Visita a um lugar de acolhimento às famílias desprovidas de tudo
Os espiritanos na Beira levaram-me a um centro de acolhimento de pessoas afectadas pelo ciclone que fica exactamente na Escola Primária de Inhamizua, perto da nossa casa. Aqui tive a oportunidade de ver as pessoas que ficaram sem tecto e sem pão, completamente entregues ao cuidado das ONGs e de algumas pessoas singulares que trazem alguma coisa para ajudar os mais necessitados. As pessoas, organizadas por quartos, recebem a comida, cozinham e depois tomam a refeição em conjunto. Quanto às condições de habitabilidade do centro de acolhimento, assim como de atendimento médico, as pessoas falaram-me de alguém que acabava de falecer por causa da cólera e uma outra pessoa tinha sido levada de emergência ao hospital. A nível da cidade foram abertos alguns postos de saúde «ambulantes» para atender os casos de cólera que se vão multiplicando por todo o lado.
Percorrendo a cidade e o bairro onde se encontra a nossa Paróquia
Ao longo da caminhada pela cidade e pelos bairros, vi casas completamente arrasadas pelo ciclone… árvores caídas, postes de electricidade no chão, movimento de pessoas a apanhar metades de chapas de zinco para cobrir as suas casas, paredes caídas…camiões de mercadorias estacionados a descarregar alguns víveres e famílias inteiras sem eira nem beira. Enfim, há um movimento de reconstrução bastante grande. O P. Nicholas, o nosso confrade, pároco de Nossa Senhora da Natividade, distribuiu algumas lonas vindas da Caritas Arquidiocesana para cobrir as casas. Não imaginem a alegria das famílias ao receber as lonas! Elas choraram de alegria ao receber uma simples lona para cobrir a casa.
No bairro onde está a nossa Paróquia vi ainda situações tristes e dramáticas de gente que precisa com urgência de alimentos e de um lugar digno para reclinar a cabeça. A nossa Igreja Paroquial não foi poupada pelo ciclone. Muitas chapas que cobriam a Igreja foram levadas pela fúria do ciclone.
Em diálogo com os espiritanos na Beira, delineamos algumas linhas de acção que se consubstanciam nas seguintes vertentes (plano de actividade de emergência):
- Ajuda imediata: comprar e distribuir os alimentos às pessoas que neste momento passam fome e sem o mínimo para sobreviver. Foram identificadas 350 pessoas na nossa Paróquia. Amanhã começamos com o processo de distribuição.
- Habitação: ajudar as pessoas a reconstruir as suas casas, oferecendo-lhes chapas para cobrir as casas.
- Recompor a casa Espiritana e a Igreja paroquial.
Esse plano de actividade será apresentado ao Sr. Arcebispo da Beira, D. Cláudio que não tem mãos a medir no que concerne à ajuda às centenas de vítimas das intempéries que fustigaram a Província de Sofala. Aqui trata-se de um trabalho conjunto a ser feito em colaboração com a Arquidiocese que tem vindo a apoiar todos os necessitados.
Caros confrades e amigos da missão espiritana, aqui fica a minha primeira impressão do que vi e também da partilha do trabalho de resgate e de assistência às pessoas afectadas pelo ciclone Idai.
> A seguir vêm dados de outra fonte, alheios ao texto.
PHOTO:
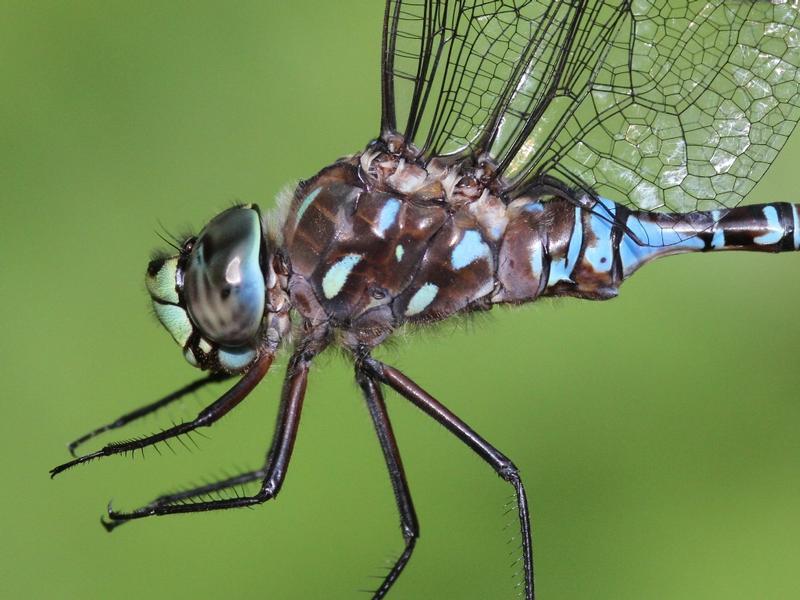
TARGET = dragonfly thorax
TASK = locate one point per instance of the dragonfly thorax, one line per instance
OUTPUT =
(377, 240)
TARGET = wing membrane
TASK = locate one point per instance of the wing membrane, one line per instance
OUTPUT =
(665, 105)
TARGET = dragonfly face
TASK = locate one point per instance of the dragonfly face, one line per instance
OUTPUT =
(212, 297)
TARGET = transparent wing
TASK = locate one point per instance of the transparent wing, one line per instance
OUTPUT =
(665, 105)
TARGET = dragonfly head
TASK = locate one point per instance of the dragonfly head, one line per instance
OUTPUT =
(220, 297)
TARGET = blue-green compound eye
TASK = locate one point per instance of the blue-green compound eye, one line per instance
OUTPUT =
(223, 284)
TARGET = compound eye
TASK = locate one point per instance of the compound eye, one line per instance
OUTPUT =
(223, 284)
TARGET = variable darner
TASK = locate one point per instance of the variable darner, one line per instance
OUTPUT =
(490, 187)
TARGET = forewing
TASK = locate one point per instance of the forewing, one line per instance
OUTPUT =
(665, 105)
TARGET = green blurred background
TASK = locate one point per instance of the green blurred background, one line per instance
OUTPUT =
(657, 433)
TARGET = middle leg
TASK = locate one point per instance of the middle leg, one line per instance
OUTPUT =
(408, 518)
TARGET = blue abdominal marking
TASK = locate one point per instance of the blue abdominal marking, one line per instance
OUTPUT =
(306, 203)
(335, 278)
(422, 299)
(599, 254)
(796, 222)
(469, 249)
(633, 255)
(718, 241)
(775, 233)
(388, 215)
(561, 269)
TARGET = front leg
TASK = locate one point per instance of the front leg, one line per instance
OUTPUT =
(207, 417)
(280, 452)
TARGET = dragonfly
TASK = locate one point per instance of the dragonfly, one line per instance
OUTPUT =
(526, 149)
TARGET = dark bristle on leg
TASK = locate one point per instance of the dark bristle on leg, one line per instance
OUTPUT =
(278, 457)
(408, 518)
(496, 459)
(207, 417)
(149, 408)
(195, 492)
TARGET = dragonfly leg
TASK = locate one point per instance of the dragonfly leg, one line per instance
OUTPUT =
(195, 492)
(280, 452)
(207, 417)
(148, 408)
(408, 519)
(496, 459)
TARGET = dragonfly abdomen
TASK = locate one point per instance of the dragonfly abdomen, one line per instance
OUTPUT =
(562, 248)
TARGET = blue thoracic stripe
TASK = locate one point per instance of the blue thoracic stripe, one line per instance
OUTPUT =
(775, 233)
(718, 241)
(469, 249)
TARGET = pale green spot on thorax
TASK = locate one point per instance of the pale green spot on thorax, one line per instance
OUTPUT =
(336, 277)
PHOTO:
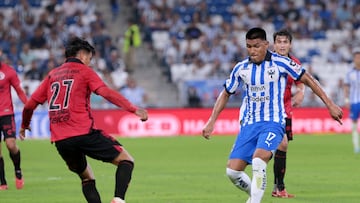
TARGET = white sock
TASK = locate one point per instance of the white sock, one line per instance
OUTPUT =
(355, 137)
(258, 183)
(240, 179)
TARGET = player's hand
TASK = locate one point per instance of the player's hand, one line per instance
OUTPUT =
(142, 113)
(336, 112)
(22, 132)
(207, 130)
(297, 99)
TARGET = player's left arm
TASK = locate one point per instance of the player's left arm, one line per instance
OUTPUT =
(335, 111)
(15, 83)
(298, 97)
(21, 94)
(120, 101)
(27, 113)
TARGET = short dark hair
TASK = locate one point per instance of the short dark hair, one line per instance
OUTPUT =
(256, 33)
(74, 45)
(283, 32)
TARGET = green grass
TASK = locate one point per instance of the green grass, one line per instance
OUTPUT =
(190, 170)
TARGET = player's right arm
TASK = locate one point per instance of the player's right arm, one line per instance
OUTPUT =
(220, 104)
(299, 94)
(38, 97)
(120, 101)
(335, 111)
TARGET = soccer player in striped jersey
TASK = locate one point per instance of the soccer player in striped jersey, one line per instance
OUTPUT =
(352, 96)
(282, 46)
(67, 90)
(264, 75)
(8, 79)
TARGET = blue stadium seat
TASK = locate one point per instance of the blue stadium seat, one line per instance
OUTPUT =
(8, 3)
(35, 3)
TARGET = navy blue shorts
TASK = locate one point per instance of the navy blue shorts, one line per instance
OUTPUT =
(7, 127)
(288, 128)
(263, 135)
(354, 111)
(97, 145)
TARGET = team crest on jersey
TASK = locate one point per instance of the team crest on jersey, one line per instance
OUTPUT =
(2, 75)
(271, 73)
(293, 63)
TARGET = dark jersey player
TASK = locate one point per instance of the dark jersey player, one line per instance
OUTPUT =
(67, 91)
(282, 46)
(8, 79)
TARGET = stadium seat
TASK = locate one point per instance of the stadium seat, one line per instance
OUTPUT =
(160, 39)
(8, 3)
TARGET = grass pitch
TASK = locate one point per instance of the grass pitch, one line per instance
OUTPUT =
(320, 169)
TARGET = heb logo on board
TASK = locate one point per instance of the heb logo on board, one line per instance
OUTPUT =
(156, 125)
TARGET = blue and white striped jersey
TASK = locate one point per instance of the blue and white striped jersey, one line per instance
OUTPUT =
(353, 80)
(264, 87)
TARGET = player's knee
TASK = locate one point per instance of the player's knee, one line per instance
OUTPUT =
(77, 168)
(240, 179)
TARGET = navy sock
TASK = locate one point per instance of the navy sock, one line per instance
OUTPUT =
(279, 169)
(90, 192)
(16, 161)
(2, 172)
(123, 177)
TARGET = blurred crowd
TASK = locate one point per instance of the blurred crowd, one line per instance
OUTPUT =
(191, 39)
(203, 39)
(33, 34)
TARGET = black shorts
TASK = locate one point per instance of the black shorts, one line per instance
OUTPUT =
(288, 128)
(7, 126)
(97, 145)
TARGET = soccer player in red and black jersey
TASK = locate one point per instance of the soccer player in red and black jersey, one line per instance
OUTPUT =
(282, 46)
(67, 91)
(8, 79)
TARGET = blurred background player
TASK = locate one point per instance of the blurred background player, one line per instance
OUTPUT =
(352, 96)
(282, 46)
(8, 79)
(67, 90)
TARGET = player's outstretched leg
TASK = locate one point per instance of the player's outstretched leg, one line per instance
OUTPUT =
(355, 138)
(123, 177)
(90, 192)
(3, 184)
(240, 179)
(16, 159)
(258, 183)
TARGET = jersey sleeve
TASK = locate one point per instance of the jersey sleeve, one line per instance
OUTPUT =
(233, 82)
(292, 68)
(93, 79)
(40, 94)
(14, 79)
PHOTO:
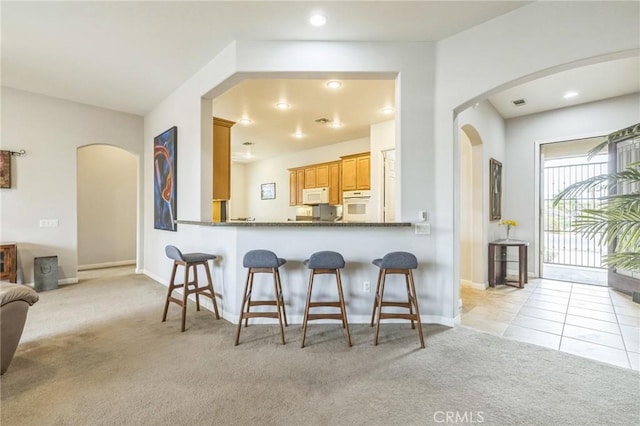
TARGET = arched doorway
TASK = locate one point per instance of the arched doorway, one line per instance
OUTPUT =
(107, 206)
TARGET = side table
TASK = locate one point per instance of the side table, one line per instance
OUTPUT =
(500, 259)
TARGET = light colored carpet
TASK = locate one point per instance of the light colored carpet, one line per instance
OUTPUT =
(96, 353)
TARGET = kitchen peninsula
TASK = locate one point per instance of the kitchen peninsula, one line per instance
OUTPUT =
(358, 242)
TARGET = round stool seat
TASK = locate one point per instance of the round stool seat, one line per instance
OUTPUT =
(397, 260)
(174, 253)
(262, 259)
(325, 260)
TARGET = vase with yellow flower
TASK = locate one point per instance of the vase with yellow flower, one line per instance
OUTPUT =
(508, 224)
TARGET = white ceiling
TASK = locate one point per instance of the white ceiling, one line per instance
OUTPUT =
(128, 56)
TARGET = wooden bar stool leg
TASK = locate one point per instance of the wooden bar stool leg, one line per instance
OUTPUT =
(170, 291)
(406, 280)
(306, 308)
(196, 286)
(276, 287)
(249, 293)
(281, 295)
(375, 297)
(414, 296)
(343, 309)
(244, 302)
(384, 276)
(185, 295)
(210, 287)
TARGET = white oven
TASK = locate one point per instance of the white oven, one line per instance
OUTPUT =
(355, 206)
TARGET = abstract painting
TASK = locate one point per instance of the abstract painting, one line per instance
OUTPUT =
(5, 169)
(164, 182)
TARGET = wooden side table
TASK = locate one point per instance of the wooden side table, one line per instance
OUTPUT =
(8, 262)
(499, 261)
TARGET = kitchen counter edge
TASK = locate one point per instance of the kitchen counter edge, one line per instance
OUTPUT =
(298, 224)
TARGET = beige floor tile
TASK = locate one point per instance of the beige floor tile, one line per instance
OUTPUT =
(594, 324)
(593, 336)
(538, 324)
(542, 313)
(595, 351)
(631, 337)
(495, 313)
(483, 323)
(589, 313)
(532, 336)
(630, 312)
(547, 306)
(551, 299)
(627, 320)
(555, 285)
(589, 289)
(601, 307)
(634, 359)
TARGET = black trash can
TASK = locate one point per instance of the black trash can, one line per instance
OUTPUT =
(45, 273)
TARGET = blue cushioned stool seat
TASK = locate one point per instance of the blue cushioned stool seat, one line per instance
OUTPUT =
(266, 262)
(189, 261)
(325, 262)
(403, 263)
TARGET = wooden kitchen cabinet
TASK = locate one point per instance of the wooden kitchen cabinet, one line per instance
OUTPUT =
(335, 182)
(221, 159)
(322, 176)
(356, 172)
(8, 262)
(310, 177)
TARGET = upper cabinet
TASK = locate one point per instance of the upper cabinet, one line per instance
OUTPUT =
(221, 159)
(316, 176)
(356, 172)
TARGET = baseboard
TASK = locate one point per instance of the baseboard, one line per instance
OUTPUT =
(106, 265)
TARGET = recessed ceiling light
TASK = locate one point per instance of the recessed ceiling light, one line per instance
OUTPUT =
(318, 20)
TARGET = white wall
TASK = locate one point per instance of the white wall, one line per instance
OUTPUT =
(532, 41)
(276, 170)
(528, 42)
(238, 202)
(45, 180)
(524, 135)
(383, 137)
(107, 206)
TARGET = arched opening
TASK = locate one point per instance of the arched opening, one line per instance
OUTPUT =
(107, 207)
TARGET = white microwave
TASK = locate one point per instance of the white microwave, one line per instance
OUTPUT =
(314, 196)
(355, 206)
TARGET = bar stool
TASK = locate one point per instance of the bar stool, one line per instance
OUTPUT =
(398, 262)
(325, 262)
(188, 261)
(257, 262)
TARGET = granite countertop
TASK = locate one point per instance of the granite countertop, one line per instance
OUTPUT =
(297, 224)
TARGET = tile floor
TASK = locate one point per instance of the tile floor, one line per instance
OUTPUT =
(585, 320)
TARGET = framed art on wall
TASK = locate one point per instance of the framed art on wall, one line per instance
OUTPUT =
(164, 182)
(495, 189)
(268, 191)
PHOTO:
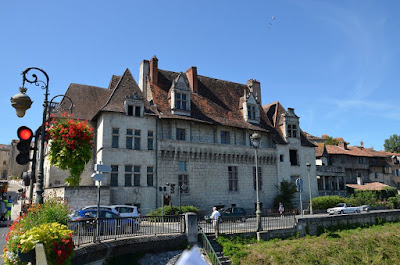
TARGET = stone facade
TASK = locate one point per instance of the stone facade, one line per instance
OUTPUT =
(182, 128)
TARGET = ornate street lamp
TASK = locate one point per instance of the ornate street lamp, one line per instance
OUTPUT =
(256, 141)
(21, 102)
(309, 185)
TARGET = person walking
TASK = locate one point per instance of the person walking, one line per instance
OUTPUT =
(215, 219)
(281, 209)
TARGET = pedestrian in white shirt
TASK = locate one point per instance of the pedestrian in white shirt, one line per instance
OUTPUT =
(215, 219)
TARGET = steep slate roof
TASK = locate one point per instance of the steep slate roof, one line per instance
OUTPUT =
(125, 86)
(274, 113)
(352, 151)
(87, 100)
(217, 102)
(368, 186)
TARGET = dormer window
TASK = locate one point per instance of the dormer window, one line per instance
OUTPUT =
(181, 101)
(134, 106)
(292, 130)
(180, 96)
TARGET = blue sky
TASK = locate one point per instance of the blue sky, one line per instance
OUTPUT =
(336, 63)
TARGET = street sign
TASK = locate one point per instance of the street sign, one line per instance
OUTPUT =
(102, 168)
(299, 184)
(98, 177)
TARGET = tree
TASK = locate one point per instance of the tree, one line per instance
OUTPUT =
(331, 141)
(392, 144)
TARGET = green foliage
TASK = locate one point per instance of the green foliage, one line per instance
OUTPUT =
(235, 246)
(70, 147)
(377, 244)
(287, 192)
(331, 141)
(53, 210)
(325, 202)
(168, 210)
(394, 202)
(392, 144)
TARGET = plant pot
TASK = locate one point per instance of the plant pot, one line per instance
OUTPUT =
(27, 257)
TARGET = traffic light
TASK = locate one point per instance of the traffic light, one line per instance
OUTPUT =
(26, 178)
(25, 136)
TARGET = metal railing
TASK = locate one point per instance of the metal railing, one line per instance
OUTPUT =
(87, 231)
(208, 248)
(248, 223)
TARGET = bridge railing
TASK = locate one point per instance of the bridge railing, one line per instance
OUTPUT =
(248, 223)
(89, 230)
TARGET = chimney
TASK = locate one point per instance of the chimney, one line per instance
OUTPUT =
(143, 73)
(192, 77)
(154, 70)
(255, 88)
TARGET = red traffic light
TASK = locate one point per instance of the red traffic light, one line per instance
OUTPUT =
(24, 133)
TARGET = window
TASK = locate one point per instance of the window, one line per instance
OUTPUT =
(150, 176)
(183, 179)
(128, 176)
(180, 101)
(293, 157)
(259, 178)
(233, 178)
(292, 130)
(114, 175)
(137, 111)
(225, 137)
(137, 139)
(136, 175)
(180, 134)
(252, 112)
(150, 140)
(115, 137)
(129, 138)
(182, 166)
(130, 110)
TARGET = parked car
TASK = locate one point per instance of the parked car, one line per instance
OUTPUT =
(231, 214)
(342, 208)
(109, 222)
(127, 210)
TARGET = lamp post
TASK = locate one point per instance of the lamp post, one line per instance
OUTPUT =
(21, 102)
(309, 185)
(255, 141)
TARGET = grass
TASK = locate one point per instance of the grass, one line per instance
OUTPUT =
(375, 245)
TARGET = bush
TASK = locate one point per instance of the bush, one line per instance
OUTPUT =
(325, 202)
(168, 210)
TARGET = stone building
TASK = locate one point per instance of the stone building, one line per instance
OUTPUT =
(338, 166)
(184, 128)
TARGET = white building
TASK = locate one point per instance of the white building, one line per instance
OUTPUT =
(184, 128)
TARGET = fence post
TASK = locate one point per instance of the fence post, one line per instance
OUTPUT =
(191, 228)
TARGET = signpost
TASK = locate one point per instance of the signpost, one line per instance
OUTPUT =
(99, 177)
(299, 184)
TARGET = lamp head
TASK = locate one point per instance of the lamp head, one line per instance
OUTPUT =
(21, 102)
(255, 140)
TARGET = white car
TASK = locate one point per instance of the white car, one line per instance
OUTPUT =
(342, 208)
(127, 210)
(102, 207)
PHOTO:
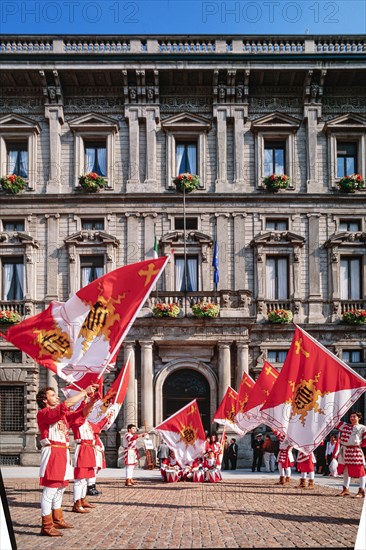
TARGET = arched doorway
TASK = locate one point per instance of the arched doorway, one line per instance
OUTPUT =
(181, 387)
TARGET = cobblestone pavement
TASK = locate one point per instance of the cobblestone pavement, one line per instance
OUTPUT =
(242, 511)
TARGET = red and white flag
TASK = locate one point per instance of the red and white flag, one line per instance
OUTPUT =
(110, 405)
(312, 393)
(85, 333)
(184, 433)
(251, 416)
(246, 385)
(225, 414)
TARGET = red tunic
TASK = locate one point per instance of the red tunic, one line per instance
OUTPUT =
(56, 468)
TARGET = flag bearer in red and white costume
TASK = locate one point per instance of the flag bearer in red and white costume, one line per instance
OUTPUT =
(211, 467)
(305, 465)
(285, 459)
(351, 460)
(85, 456)
(56, 470)
(100, 457)
(131, 453)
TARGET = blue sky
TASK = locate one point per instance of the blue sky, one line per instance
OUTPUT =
(167, 17)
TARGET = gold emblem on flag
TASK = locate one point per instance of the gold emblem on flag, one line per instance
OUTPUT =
(53, 342)
(188, 434)
(305, 397)
(99, 320)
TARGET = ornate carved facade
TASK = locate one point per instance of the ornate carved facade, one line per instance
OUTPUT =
(130, 110)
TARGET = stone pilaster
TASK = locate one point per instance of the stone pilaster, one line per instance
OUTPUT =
(147, 405)
(224, 368)
(242, 361)
(52, 248)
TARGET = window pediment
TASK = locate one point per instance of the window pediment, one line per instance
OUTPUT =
(186, 121)
(18, 124)
(91, 238)
(192, 237)
(347, 122)
(345, 238)
(275, 121)
(278, 237)
(93, 122)
(18, 238)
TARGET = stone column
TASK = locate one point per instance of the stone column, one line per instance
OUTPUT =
(130, 404)
(238, 116)
(132, 115)
(52, 256)
(147, 399)
(242, 362)
(239, 251)
(221, 152)
(151, 158)
(315, 302)
(55, 116)
(133, 244)
(224, 368)
(311, 114)
(223, 241)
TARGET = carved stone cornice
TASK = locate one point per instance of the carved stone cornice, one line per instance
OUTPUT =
(278, 238)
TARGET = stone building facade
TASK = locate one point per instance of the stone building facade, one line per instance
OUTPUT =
(139, 110)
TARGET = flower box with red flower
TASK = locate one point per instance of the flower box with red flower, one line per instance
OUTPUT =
(9, 317)
(186, 183)
(351, 184)
(166, 310)
(92, 182)
(354, 316)
(275, 182)
(12, 184)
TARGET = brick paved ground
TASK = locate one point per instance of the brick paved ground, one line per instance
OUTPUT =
(239, 512)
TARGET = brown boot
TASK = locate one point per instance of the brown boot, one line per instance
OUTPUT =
(86, 504)
(344, 493)
(59, 520)
(78, 508)
(281, 481)
(48, 529)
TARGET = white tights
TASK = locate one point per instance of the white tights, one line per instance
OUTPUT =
(51, 499)
(304, 475)
(80, 487)
(129, 472)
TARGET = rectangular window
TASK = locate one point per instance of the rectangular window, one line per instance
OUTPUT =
(276, 355)
(12, 405)
(94, 225)
(186, 157)
(346, 159)
(192, 274)
(17, 158)
(10, 356)
(13, 225)
(277, 278)
(191, 223)
(13, 279)
(276, 225)
(349, 225)
(350, 278)
(352, 356)
(92, 267)
(274, 157)
(96, 157)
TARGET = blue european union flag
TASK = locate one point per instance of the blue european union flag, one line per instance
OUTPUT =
(215, 264)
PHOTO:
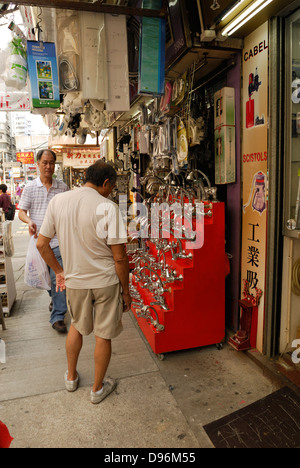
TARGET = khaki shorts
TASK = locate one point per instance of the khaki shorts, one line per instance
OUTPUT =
(98, 310)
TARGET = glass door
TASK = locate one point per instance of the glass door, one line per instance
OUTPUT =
(292, 151)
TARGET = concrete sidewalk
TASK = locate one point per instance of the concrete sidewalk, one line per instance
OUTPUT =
(158, 404)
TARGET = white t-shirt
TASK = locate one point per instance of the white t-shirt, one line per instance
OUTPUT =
(86, 224)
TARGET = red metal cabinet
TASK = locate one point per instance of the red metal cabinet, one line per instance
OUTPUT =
(196, 315)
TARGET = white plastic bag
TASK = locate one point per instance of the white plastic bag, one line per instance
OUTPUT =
(36, 270)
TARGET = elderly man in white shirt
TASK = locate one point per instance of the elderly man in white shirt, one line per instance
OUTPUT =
(35, 199)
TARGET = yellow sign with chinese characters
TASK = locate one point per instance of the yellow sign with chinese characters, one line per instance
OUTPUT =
(255, 166)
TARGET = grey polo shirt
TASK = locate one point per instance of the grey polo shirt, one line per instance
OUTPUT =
(35, 199)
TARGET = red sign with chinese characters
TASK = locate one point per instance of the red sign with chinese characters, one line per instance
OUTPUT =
(26, 158)
(81, 158)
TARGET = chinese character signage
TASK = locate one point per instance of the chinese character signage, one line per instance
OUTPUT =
(255, 166)
(82, 158)
(26, 158)
(43, 75)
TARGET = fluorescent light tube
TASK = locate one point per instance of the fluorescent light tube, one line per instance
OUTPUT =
(249, 17)
(232, 9)
(245, 15)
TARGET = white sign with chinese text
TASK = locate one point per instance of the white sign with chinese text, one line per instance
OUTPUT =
(81, 158)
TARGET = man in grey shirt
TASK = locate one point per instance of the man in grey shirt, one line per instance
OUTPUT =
(32, 209)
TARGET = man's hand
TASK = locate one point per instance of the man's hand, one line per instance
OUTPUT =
(60, 282)
(32, 229)
(127, 300)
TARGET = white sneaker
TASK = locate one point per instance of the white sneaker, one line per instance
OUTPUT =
(71, 386)
(109, 385)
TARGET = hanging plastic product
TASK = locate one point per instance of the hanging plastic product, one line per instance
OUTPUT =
(15, 75)
(43, 76)
(152, 53)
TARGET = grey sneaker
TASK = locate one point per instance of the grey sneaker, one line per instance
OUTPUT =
(109, 385)
(71, 386)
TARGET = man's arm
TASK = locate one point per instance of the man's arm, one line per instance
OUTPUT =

De salientar ainda que a Caritas Arquidiocesana está a trabalhar a todo gás para minimizar o sofrimento de centenas de pessoas afectadas não só na cidade da Beira mas também noutros distritos da Província de Sofala. Há também um plano de ajuda organizado por algumas confissões religiosas e ONGs.
Termino, desejando-vos tudo de bom. Este foi apenas um pequeno rescaldo do que vi nos dias 1 e 2 de Abril. Os próximos dias serão dedicados à distribuição do que faz falta às pessoas. Tudo isso só será possível graças aos donativos vindos de Portugal e não só.
Queremos mais uma vez agradecer a todos os irmãos e irmãs que em Portugal têm ajudado as populações da Beira a ter condições de vida digna. À Província Portuguesa da Congregação do Espírito Santo, à Casa Geral e a todas as Circunscrições Espiritanas que têm dado o seu contributo para aliviar a dor e o sofrimento das pessoas afectadas pelo ciclone, vai a nossa gratidão.